26. Vines

Ann. I’d like to have a better idea of the age of Elijah and Nathan.

Or the widow could ask them their age?

Hashabiah ask?

Zarephath, Sidon, 869 BC

1 King 17:16-17

Elijah jerked to a halt and reached behind him to stop Zim and Nathan.

Voices muttered from the dark path, their accent like the thugs Elijah had escaped in Tishbe. He squinted ahead into the murk.

Black tunics emerged from the fog.

Elijah whirled, clamped his hand over Zim’s mouth, and scooped him under his arm. He lunged past Nathan. “Moloch.”

In soft, silent strides, he lugged Zim back to the corner and stood him on his feet. He knelt with his lips to Zim’s ear and his hand over the boy’s mouth. “Those guys in the black tunics murdered Nathan’s friend Omar. They tried to kill Nathan and me. They knocked our father down, and our mother and our sister had to escape. We can’t let them see us.”

A tiny animal rustled the dry grass next to the path.

Zim’s eyes bulged above Elijah’s fingers. He nodded.
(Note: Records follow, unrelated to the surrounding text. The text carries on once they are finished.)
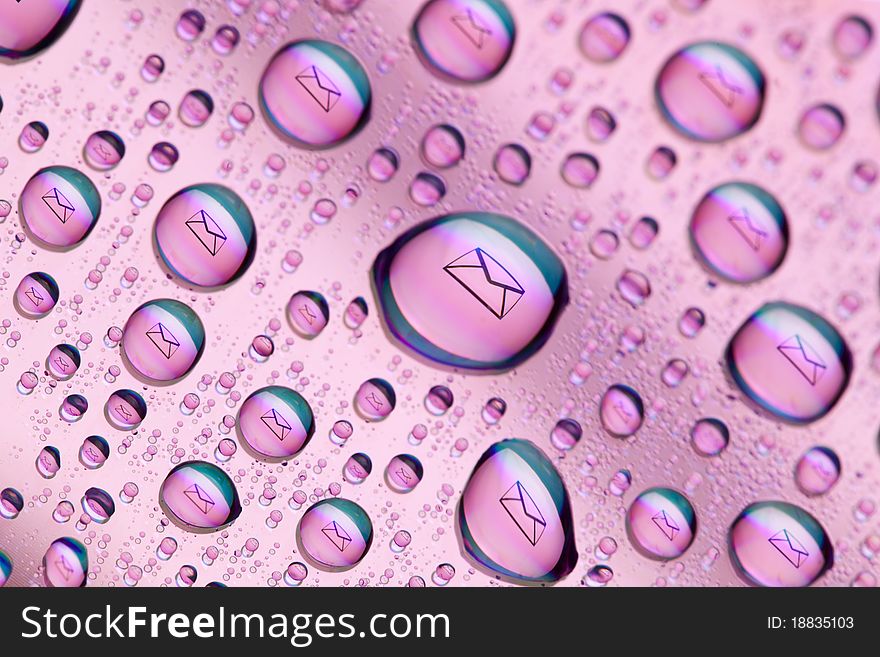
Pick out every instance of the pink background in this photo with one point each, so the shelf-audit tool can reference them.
(834, 251)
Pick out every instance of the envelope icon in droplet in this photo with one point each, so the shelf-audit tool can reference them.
(524, 512)
(337, 535)
(207, 231)
(276, 423)
(666, 525)
(307, 314)
(748, 229)
(164, 339)
(487, 280)
(789, 547)
(804, 358)
(34, 295)
(64, 568)
(473, 27)
(724, 90)
(58, 203)
(320, 87)
(197, 495)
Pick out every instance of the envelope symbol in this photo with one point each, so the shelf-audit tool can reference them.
(58, 203)
(666, 525)
(524, 512)
(103, 151)
(725, 91)
(307, 314)
(748, 229)
(473, 28)
(337, 535)
(276, 423)
(805, 359)
(64, 568)
(320, 87)
(163, 339)
(199, 497)
(789, 547)
(33, 294)
(622, 411)
(207, 231)
(487, 280)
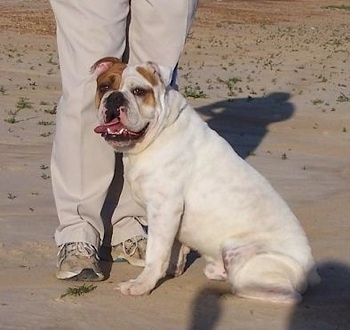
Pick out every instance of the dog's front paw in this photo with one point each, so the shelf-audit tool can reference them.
(133, 288)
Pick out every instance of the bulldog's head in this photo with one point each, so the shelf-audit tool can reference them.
(130, 101)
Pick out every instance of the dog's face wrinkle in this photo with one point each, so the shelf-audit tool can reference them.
(112, 104)
(108, 81)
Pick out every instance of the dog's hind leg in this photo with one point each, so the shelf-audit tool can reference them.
(261, 275)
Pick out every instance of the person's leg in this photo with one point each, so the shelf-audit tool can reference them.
(82, 163)
(158, 30)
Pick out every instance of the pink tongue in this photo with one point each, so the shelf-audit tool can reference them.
(113, 126)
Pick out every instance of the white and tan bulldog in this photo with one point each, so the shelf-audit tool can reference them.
(193, 186)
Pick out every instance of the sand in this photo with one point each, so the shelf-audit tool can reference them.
(275, 76)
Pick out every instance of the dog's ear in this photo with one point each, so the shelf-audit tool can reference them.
(103, 65)
(165, 73)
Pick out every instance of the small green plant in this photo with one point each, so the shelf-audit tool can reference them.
(11, 196)
(51, 111)
(24, 103)
(46, 123)
(46, 134)
(194, 92)
(340, 7)
(12, 119)
(343, 98)
(317, 101)
(2, 90)
(45, 176)
(79, 290)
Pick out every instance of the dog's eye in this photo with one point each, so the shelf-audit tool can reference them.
(139, 91)
(103, 88)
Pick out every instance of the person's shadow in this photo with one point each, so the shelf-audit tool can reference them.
(244, 122)
(327, 305)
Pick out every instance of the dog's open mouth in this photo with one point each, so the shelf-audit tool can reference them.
(116, 131)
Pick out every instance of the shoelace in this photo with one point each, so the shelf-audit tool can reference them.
(76, 248)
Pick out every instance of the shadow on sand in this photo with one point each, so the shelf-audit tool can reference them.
(327, 305)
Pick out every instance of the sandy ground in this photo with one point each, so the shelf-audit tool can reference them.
(277, 85)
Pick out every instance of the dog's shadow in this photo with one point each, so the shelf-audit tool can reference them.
(327, 305)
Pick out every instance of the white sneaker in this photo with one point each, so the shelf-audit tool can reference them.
(78, 261)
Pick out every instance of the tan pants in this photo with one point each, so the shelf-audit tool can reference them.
(83, 165)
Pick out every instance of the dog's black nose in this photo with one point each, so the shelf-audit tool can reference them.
(112, 104)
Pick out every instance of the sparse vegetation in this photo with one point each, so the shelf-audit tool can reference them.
(79, 290)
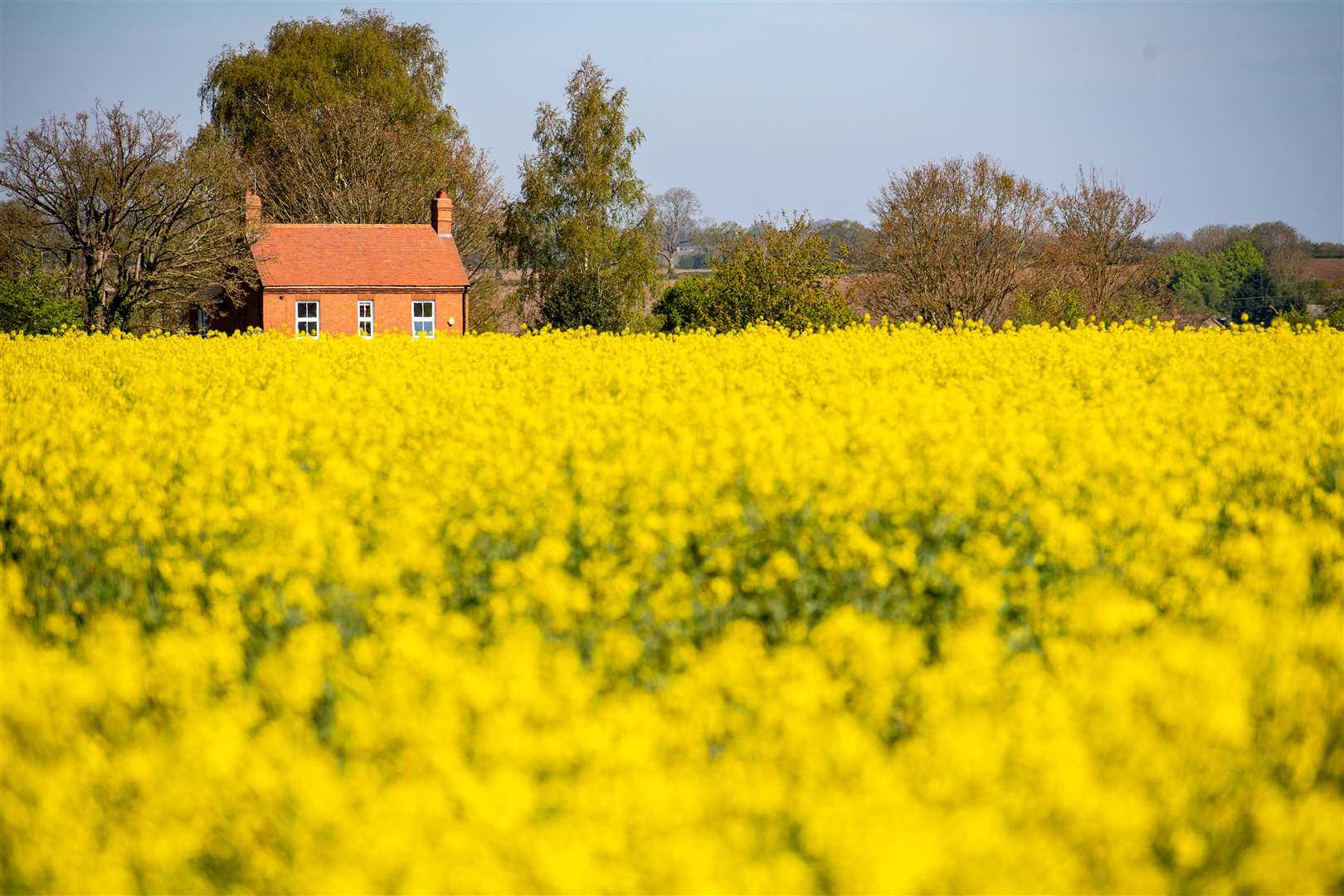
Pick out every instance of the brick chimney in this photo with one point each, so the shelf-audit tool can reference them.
(251, 210)
(441, 214)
Nathan touched Elijah’s arm. “He’ll be quiet.”

Elijah lifted his hand.

Zim breathed in Elijah’s ear. “Those guys were going into the middle gate, Mr. Lijah. By the temple, see. So, we have to circle around by the vineyard.” He waved at a path leading away from the sea, toward the soft glow spreading over the snows of Mt. Hermon.

Nathan knelt beside them. “You two go visit Uncle Hashabiah. I’ll wait for you by the city gate.”
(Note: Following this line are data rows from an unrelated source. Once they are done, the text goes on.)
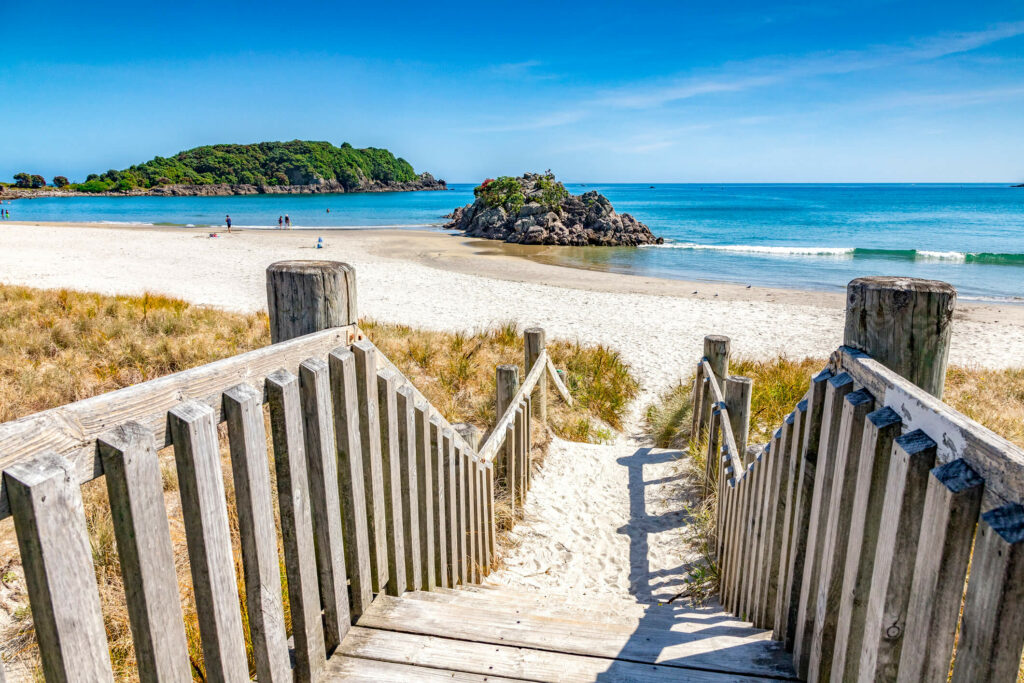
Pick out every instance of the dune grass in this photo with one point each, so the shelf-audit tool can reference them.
(992, 397)
(59, 346)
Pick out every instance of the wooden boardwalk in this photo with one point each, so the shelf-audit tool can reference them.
(489, 634)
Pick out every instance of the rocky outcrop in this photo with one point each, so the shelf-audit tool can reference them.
(545, 213)
(425, 182)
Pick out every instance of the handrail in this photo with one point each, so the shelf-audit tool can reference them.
(72, 430)
(384, 361)
(726, 425)
(559, 385)
(998, 461)
(489, 449)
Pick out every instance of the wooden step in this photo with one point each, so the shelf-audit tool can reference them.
(515, 663)
(708, 648)
(666, 616)
(355, 669)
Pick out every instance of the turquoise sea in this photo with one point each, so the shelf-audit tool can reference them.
(798, 236)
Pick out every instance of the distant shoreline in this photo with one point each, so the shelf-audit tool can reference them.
(449, 250)
(223, 189)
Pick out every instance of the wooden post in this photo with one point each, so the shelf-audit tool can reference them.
(804, 494)
(373, 468)
(836, 392)
(881, 429)
(387, 398)
(251, 473)
(197, 455)
(717, 353)
(304, 297)
(322, 465)
(535, 342)
(737, 401)
(899, 532)
(296, 524)
(351, 494)
(951, 506)
(904, 324)
(470, 433)
(838, 519)
(507, 382)
(410, 487)
(792, 475)
(990, 641)
(49, 520)
(133, 483)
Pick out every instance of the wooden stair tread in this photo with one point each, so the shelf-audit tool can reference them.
(666, 616)
(356, 669)
(708, 648)
(436, 652)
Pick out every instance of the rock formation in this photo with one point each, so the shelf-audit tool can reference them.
(537, 209)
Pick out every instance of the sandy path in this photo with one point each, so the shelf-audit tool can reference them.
(604, 521)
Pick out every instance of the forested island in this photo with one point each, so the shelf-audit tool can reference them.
(295, 167)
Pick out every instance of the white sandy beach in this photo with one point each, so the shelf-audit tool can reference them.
(594, 510)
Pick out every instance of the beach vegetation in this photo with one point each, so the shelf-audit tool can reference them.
(61, 345)
(504, 191)
(552, 193)
(297, 162)
(992, 397)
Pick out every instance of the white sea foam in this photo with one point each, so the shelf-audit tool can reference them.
(759, 249)
(941, 256)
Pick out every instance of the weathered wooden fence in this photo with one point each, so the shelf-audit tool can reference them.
(377, 494)
(852, 532)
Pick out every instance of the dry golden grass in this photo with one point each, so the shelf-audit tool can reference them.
(60, 346)
(994, 398)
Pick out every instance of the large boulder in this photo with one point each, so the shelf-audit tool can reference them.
(536, 209)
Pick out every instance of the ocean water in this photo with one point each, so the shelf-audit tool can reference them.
(815, 237)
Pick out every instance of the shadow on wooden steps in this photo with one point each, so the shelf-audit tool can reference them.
(478, 634)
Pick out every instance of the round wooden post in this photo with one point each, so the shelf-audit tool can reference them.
(717, 351)
(469, 432)
(535, 342)
(904, 324)
(737, 402)
(309, 296)
(507, 384)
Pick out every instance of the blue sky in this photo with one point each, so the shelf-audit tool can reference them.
(640, 91)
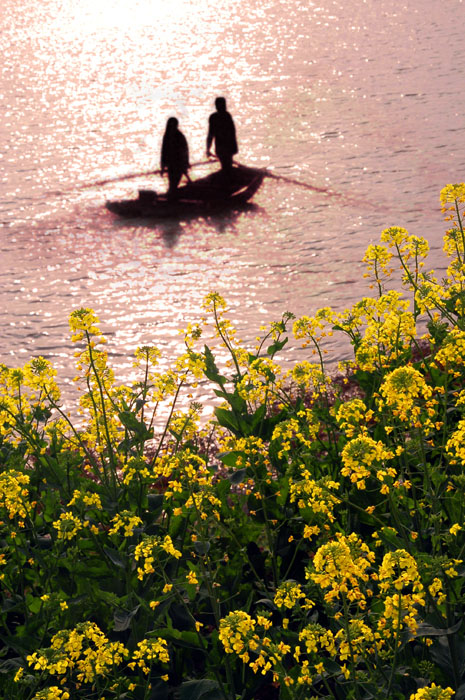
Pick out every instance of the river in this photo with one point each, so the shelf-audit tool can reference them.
(360, 101)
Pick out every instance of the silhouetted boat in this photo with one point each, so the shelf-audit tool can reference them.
(218, 190)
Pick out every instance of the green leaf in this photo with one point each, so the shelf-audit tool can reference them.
(122, 619)
(202, 547)
(425, 630)
(227, 420)
(204, 689)
(114, 556)
(211, 370)
(136, 426)
(229, 459)
(276, 347)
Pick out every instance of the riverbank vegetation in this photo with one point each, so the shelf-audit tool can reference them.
(308, 542)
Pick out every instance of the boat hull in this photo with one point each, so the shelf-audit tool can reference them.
(216, 191)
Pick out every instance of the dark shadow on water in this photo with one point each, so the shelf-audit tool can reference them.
(171, 228)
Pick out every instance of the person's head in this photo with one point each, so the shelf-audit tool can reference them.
(172, 124)
(220, 104)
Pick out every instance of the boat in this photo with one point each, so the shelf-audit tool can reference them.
(216, 191)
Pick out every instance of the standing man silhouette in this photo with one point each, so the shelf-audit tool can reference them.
(221, 129)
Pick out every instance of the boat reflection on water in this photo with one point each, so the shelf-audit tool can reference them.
(215, 192)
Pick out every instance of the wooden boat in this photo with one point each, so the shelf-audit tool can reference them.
(216, 191)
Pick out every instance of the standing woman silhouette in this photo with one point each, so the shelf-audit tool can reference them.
(174, 155)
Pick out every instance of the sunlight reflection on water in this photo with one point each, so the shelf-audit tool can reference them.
(357, 102)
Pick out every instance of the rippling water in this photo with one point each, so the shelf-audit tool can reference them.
(360, 101)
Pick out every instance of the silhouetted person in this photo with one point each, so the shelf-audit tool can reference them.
(221, 129)
(174, 155)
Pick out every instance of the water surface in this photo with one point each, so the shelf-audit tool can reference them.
(362, 102)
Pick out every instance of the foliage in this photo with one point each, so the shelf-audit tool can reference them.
(306, 543)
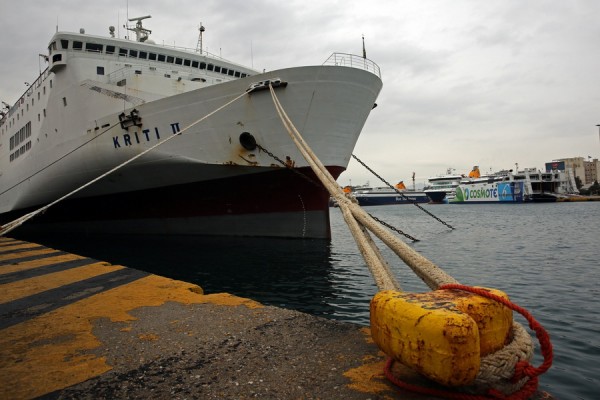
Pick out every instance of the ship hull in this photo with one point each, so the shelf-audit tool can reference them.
(204, 181)
(436, 196)
(276, 203)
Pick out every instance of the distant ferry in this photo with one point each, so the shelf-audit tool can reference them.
(377, 196)
(528, 185)
(442, 188)
(103, 100)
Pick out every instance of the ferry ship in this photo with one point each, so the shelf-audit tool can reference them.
(378, 196)
(442, 188)
(528, 185)
(103, 100)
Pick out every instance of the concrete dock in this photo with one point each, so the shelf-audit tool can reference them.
(75, 327)
(72, 327)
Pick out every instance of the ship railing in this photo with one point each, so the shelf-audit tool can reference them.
(353, 61)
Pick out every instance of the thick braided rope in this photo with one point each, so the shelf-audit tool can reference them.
(379, 269)
(431, 274)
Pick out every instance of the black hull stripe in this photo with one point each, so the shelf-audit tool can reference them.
(24, 309)
(46, 269)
Zim wrapped his arms around Nathan’s neck. “No way, Mr. Nathan. I’m taking you to meet Uncle Hashabiah.”

“Okay, okay.” Nathan dipped his head at Elijah.

Elijah stood and led them away from the thugs in black tunics along the path toward Mt. Hermon. He stretched his hands out wide at his side then released them. His brother had more brains and skill than most people he knew, but he would reach for any excuse to avoid meeting someone new.
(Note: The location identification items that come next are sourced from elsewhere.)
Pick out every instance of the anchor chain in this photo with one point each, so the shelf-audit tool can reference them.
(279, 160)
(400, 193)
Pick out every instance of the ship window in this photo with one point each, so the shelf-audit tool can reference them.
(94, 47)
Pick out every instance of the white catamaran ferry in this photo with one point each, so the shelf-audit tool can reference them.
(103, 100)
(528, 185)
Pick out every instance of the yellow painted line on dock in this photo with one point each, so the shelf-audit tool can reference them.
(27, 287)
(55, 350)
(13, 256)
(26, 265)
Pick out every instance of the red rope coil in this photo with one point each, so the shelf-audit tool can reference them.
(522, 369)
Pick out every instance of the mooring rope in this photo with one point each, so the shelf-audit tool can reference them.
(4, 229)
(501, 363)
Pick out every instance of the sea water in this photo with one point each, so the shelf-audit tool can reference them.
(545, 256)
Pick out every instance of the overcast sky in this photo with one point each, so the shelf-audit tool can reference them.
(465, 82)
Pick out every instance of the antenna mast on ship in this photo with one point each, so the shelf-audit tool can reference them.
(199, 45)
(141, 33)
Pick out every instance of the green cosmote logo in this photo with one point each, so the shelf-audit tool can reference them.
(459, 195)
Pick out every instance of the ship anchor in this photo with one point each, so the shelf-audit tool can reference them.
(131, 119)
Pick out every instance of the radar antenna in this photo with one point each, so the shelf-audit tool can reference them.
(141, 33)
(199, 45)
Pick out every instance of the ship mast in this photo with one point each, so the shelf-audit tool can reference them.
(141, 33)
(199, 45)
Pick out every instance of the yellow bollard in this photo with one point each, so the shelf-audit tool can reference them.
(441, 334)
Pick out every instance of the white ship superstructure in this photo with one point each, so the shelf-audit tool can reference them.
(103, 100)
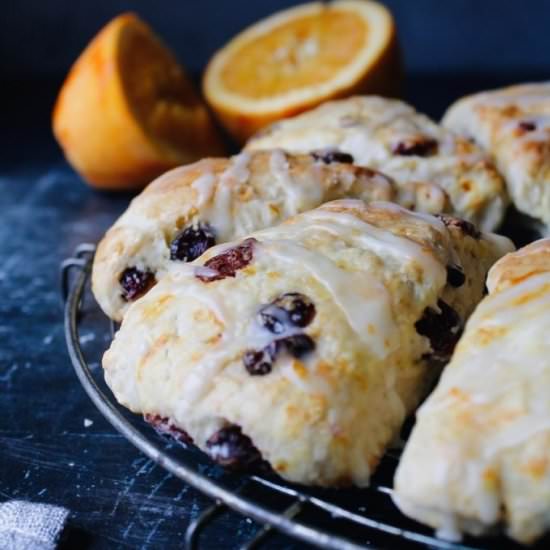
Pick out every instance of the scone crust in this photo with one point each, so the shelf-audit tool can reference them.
(326, 417)
(478, 455)
(454, 175)
(235, 196)
(513, 124)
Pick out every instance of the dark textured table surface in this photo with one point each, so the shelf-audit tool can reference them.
(54, 446)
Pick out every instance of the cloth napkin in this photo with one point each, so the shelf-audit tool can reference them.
(30, 526)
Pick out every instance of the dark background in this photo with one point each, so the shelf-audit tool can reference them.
(117, 497)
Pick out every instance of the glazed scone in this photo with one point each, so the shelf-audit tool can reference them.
(513, 124)
(450, 173)
(478, 456)
(189, 209)
(306, 344)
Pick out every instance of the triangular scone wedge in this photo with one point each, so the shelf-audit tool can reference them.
(437, 168)
(306, 344)
(479, 455)
(189, 209)
(513, 125)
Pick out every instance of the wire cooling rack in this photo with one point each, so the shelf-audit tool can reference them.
(337, 519)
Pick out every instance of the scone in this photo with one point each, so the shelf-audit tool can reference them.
(513, 124)
(389, 135)
(479, 455)
(304, 345)
(189, 209)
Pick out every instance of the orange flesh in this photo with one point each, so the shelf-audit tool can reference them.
(159, 94)
(297, 54)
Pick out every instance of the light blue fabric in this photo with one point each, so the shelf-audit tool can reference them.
(30, 526)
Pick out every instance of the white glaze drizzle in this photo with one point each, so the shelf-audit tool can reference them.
(221, 214)
(204, 186)
(362, 298)
(503, 370)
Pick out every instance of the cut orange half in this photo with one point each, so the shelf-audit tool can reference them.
(127, 112)
(300, 57)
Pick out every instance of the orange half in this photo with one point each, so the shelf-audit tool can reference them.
(300, 57)
(127, 111)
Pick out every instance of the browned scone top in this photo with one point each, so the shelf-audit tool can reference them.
(304, 345)
(187, 210)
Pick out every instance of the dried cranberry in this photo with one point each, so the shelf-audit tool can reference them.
(232, 449)
(192, 242)
(527, 126)
(297, 345)
(164, 427)
(135, 282)
(419, 146)
(229, 262)
(300, 308)
(466, 227)
(260, 362)
(455, 276)
(273, 318)
(329, 157)
(291, 309)
(442, 328)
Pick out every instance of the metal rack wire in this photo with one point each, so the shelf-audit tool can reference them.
(343, 519)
An owl hooted three times like the owl in Tishbe who greeted Elijah as he watered donkeys in the dark.

While his mother’s garden nestled in an open sunny spot next to the house, here in Zarephath, low rock walls protected gardens from goats.

Striding between the walls, Elijah stretched his arms and indulged a childhood habit. He leaned to one side and then the other as he brushed his fingers against stones on the left of the path, then on the right.

Once in Tishbe his sister Sheerah had questioned his habit. “Why do you have to touch the walls, Lijah?”

“Don’t you like rocks, Sheers?”

As the stars dimmed one by one, the dark gray sky lightened to blue, and thin clouds skimmed overhead.

In this magical moment, if Elijah were home, he would carry a melon from the garden to his mother.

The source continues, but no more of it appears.